I am a couple of hours north of Helsinki, and don't know the details of local stuff there... but...

- there'll definitely be riding. Depends on the weather, though. Righ now the woods are a bit wet but the frosty nights should soon harden the ground. A little snow is expected but I think it will melt by next week.

- To find good trails you really need a local guide. Trails are rarely marked: they are more like a natural resource: not like a road that you design, build and maintain.

- getting a rental bike could be an obstacle. Finding a good rental MTB may be impossible but you can probably find a city cruiser. ... unless you are lucky and meet someone with a spare bike they are willing to borrow.

Here's probably _the_ Finnish cycling forum and their group ride section:
http://www.fillarifoorumi.fi/forum/forumdisplay.php?f=62
all in Finnish, of course, and you have to register to post.
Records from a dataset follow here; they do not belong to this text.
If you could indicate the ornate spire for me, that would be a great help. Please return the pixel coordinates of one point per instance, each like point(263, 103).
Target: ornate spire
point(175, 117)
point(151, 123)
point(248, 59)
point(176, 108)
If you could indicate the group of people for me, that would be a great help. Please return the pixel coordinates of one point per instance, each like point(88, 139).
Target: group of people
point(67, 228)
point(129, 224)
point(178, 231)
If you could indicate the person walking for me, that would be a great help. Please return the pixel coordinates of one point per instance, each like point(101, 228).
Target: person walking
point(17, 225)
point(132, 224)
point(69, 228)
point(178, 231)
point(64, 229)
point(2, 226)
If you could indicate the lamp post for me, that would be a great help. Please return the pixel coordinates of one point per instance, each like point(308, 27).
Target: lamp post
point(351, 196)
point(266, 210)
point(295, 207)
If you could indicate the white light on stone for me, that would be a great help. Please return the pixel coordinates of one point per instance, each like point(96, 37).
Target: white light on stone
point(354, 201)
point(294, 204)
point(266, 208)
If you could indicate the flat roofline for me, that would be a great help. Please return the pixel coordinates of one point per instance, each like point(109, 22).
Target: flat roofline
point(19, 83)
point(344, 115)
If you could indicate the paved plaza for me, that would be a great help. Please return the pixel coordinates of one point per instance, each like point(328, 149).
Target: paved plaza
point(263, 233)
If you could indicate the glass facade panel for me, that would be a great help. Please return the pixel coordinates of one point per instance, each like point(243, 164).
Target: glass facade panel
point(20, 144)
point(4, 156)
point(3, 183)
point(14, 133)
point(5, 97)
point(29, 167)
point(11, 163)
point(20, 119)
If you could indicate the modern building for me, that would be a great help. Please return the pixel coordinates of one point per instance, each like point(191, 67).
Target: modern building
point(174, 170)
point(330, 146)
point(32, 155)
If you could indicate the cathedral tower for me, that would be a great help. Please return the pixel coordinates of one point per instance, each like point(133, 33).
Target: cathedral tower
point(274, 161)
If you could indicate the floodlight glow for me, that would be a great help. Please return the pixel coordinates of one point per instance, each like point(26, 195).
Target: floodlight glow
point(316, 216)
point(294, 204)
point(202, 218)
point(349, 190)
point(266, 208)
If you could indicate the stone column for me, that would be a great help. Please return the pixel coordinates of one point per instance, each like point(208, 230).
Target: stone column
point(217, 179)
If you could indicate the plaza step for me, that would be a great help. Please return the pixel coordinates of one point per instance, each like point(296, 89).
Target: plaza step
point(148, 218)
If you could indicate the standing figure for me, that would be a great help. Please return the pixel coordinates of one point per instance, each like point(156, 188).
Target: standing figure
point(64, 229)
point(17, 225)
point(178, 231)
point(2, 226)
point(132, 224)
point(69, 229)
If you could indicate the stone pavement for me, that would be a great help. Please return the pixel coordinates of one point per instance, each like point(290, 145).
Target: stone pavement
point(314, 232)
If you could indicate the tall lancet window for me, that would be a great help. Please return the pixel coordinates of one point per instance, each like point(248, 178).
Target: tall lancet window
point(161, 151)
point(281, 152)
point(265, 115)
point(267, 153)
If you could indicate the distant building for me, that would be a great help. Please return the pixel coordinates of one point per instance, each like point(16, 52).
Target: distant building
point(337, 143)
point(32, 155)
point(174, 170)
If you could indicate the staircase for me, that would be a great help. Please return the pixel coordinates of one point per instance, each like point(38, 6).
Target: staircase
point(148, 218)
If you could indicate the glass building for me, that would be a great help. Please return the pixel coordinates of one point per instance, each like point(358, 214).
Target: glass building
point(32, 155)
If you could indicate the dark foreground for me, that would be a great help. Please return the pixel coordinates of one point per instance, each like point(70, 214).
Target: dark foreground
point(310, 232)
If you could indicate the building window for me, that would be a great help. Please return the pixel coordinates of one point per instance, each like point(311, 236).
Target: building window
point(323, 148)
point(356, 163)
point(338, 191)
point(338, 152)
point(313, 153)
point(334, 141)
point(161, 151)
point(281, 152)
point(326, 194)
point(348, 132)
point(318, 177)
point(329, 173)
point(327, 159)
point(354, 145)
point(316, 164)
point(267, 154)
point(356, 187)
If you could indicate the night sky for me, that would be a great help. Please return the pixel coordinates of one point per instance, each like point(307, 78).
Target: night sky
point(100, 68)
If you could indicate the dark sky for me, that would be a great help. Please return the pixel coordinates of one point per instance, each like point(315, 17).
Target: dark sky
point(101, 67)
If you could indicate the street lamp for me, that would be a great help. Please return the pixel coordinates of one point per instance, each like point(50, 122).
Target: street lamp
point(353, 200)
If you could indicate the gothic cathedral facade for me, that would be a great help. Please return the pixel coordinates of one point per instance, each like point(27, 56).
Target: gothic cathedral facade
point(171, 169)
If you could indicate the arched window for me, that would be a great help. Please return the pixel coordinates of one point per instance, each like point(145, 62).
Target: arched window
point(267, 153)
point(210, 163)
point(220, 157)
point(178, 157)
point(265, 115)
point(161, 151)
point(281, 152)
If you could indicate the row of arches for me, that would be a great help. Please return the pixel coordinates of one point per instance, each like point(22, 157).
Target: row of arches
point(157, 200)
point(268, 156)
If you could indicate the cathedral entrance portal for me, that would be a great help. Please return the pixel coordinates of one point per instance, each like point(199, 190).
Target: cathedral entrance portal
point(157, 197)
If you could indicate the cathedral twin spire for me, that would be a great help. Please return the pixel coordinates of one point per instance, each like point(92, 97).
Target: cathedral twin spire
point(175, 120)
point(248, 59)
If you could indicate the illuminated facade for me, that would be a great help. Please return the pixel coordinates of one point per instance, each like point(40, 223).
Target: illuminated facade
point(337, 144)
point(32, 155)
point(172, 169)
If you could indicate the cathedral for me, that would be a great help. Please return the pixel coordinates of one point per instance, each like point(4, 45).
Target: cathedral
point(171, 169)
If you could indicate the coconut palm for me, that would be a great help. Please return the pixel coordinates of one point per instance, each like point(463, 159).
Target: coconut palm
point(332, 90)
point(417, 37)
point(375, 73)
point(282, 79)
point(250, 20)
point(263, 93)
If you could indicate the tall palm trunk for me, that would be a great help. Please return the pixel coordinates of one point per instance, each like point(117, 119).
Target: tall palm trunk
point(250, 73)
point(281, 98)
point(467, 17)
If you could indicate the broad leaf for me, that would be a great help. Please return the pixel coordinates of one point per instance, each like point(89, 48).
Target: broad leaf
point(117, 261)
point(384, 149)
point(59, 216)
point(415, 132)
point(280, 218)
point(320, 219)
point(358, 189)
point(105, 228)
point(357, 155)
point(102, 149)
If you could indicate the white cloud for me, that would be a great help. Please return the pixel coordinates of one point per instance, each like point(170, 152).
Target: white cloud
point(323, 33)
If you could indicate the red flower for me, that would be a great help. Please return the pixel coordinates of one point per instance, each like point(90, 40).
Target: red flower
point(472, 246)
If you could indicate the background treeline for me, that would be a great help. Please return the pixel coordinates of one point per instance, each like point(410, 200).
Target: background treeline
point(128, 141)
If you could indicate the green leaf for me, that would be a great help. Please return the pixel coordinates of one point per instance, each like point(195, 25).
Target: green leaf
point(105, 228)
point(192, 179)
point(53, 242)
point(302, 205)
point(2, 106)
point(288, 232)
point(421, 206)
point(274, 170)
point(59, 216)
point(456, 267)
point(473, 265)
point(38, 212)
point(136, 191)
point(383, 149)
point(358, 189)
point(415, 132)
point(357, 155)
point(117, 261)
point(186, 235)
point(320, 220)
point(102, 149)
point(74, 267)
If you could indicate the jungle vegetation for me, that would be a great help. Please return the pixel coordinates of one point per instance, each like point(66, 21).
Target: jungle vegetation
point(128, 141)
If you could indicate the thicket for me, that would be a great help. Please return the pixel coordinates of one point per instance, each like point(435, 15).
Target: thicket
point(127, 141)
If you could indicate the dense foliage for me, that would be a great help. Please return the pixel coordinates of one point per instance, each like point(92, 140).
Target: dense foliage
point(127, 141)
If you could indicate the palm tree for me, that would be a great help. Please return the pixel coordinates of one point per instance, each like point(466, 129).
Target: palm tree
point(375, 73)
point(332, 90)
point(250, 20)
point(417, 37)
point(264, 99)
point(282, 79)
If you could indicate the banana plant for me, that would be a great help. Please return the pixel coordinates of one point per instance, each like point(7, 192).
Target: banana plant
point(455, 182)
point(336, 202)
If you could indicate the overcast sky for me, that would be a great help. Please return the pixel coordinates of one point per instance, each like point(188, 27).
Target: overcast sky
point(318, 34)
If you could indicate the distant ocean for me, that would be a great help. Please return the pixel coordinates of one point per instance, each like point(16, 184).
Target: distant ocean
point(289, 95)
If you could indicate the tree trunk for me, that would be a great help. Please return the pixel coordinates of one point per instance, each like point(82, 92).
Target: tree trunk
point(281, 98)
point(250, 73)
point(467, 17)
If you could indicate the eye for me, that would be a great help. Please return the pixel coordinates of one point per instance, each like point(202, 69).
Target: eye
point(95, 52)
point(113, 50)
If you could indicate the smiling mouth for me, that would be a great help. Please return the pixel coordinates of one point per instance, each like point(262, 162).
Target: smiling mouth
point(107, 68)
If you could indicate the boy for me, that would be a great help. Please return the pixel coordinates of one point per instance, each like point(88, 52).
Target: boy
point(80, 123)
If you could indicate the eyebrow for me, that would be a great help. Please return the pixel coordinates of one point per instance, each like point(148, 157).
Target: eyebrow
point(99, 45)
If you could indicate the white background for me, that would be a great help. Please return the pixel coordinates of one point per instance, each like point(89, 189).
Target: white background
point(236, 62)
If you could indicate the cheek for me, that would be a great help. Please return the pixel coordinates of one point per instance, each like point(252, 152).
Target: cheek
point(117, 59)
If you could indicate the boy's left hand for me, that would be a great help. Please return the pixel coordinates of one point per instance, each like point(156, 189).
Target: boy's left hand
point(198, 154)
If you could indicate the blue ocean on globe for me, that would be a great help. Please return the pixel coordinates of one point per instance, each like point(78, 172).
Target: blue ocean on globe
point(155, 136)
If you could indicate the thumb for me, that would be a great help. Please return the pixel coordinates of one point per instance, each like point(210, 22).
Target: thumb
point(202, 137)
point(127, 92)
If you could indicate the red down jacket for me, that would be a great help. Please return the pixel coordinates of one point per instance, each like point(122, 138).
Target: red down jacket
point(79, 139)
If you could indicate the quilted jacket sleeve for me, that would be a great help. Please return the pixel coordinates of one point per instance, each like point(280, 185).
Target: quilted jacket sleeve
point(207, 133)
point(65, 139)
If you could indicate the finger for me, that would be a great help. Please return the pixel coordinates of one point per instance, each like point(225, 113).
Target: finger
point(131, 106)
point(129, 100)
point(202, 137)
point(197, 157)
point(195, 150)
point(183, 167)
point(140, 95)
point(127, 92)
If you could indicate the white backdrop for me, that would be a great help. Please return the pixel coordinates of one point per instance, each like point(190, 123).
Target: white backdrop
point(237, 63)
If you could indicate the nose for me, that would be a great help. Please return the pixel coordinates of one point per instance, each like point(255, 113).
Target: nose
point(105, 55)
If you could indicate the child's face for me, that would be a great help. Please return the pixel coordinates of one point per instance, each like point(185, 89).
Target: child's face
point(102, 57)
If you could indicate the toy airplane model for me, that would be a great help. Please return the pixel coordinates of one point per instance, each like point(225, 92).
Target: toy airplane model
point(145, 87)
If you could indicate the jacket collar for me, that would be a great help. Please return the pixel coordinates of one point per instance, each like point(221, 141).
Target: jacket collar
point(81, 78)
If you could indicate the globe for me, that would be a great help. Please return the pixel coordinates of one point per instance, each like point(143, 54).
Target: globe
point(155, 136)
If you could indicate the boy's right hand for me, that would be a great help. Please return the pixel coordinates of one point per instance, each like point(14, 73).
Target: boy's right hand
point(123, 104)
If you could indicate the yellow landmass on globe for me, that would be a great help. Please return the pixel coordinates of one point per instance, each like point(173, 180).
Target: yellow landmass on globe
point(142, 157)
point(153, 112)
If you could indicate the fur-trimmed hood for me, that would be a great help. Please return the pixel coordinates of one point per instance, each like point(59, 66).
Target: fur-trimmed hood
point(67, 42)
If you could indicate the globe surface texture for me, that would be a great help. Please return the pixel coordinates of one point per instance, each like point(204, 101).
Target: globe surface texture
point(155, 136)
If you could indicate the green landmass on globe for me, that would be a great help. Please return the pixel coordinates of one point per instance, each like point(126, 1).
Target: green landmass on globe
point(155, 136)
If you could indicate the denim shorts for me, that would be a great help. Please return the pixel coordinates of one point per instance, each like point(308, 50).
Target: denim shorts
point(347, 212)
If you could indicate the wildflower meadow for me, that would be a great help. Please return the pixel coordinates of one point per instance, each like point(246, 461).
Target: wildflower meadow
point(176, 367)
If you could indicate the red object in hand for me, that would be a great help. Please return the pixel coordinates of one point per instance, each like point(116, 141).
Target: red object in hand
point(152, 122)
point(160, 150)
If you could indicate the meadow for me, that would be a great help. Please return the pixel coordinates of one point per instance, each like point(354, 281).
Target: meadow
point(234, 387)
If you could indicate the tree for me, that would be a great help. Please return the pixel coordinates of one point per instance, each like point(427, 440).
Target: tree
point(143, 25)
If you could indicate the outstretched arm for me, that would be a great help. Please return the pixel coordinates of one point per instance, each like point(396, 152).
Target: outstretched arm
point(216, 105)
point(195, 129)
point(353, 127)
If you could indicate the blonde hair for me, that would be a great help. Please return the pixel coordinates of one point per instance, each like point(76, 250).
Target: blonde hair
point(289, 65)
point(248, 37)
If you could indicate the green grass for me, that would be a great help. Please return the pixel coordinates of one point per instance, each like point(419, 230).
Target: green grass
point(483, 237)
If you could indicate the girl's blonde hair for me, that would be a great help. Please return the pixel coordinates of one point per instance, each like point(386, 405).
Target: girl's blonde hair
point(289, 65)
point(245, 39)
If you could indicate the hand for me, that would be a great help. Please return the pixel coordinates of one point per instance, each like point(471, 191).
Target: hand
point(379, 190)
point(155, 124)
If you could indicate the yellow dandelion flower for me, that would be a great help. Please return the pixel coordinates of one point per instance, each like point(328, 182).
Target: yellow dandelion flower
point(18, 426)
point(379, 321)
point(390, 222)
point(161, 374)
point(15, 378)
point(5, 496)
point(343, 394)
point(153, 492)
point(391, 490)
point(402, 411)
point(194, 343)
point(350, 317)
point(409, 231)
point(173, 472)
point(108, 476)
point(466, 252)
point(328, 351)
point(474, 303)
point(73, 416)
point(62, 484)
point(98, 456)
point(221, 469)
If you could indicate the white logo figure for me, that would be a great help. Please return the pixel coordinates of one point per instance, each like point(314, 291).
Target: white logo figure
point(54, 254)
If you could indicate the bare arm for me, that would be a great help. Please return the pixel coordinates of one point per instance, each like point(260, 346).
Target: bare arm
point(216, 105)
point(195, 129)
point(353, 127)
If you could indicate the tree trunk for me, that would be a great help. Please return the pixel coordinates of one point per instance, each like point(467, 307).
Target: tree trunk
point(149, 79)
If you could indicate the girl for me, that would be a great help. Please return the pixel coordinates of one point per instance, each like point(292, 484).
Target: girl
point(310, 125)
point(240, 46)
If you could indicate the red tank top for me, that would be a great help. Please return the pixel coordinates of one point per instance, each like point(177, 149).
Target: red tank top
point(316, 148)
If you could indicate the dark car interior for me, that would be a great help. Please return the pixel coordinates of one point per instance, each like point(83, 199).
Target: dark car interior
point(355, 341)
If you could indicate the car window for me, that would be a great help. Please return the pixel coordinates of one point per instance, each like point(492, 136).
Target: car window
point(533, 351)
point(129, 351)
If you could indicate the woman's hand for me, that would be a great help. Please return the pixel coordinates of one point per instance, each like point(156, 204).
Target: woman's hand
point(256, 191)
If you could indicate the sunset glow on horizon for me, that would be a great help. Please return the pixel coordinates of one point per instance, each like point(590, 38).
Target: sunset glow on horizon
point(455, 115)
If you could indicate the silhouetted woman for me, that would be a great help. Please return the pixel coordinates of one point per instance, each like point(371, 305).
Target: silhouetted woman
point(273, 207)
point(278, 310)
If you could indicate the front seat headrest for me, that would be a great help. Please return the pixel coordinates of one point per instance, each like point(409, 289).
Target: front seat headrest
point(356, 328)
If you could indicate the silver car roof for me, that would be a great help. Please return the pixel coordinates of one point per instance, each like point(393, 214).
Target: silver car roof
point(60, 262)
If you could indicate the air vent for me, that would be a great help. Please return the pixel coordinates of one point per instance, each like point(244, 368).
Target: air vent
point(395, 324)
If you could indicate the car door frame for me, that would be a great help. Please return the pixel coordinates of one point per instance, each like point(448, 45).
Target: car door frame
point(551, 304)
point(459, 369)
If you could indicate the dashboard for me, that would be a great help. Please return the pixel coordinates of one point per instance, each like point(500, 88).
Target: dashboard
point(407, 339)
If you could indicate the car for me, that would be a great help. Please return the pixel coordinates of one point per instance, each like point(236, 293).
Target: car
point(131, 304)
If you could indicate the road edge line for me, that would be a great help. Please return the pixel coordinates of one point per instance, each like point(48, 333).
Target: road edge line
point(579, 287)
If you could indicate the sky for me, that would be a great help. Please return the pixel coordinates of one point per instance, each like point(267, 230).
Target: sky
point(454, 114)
(city bikes, heavy but cheap)
http://www.hel.fi/wps/portal/HKL_en/Artikkeli?WCM_GLOBAL_CONTEXT=/HKL/en/Services/Citybikes

(Many hotels seem to offer bike rentals)
http://maps.google.fi/maps?hl=fi&so...roup&ct=more-results&resnum=4&ved=0CCIQtQMwAw


----------



## Nsynk (Sep 30, 2008)

Go to www.bikeradar.com, in the routes and riding section type Finland in the middle box. There are 7 pages of routes listings, on page six are several that are directly from Helsinki. Can't vouch for any of them as I have not ridden them but in general when I have been in Scandanavia the riding is good.


----------



## perttime (Aug 26, 2005)

There's possibilities to ride trails right between the urban areas. Here's one GPS track I found on Sportstracker (I hope this is shared to "all"):
http://sportstracker.nokia.com/nts/workoutdetail/index.do?id=1325054

Trying to follow a route on your own might turn into an adventure but some like it that way ...


----------



## Tmh (Aug 18, 2008)

Check this out:

http://www.mtbcf.net/v3/page.php?16


----------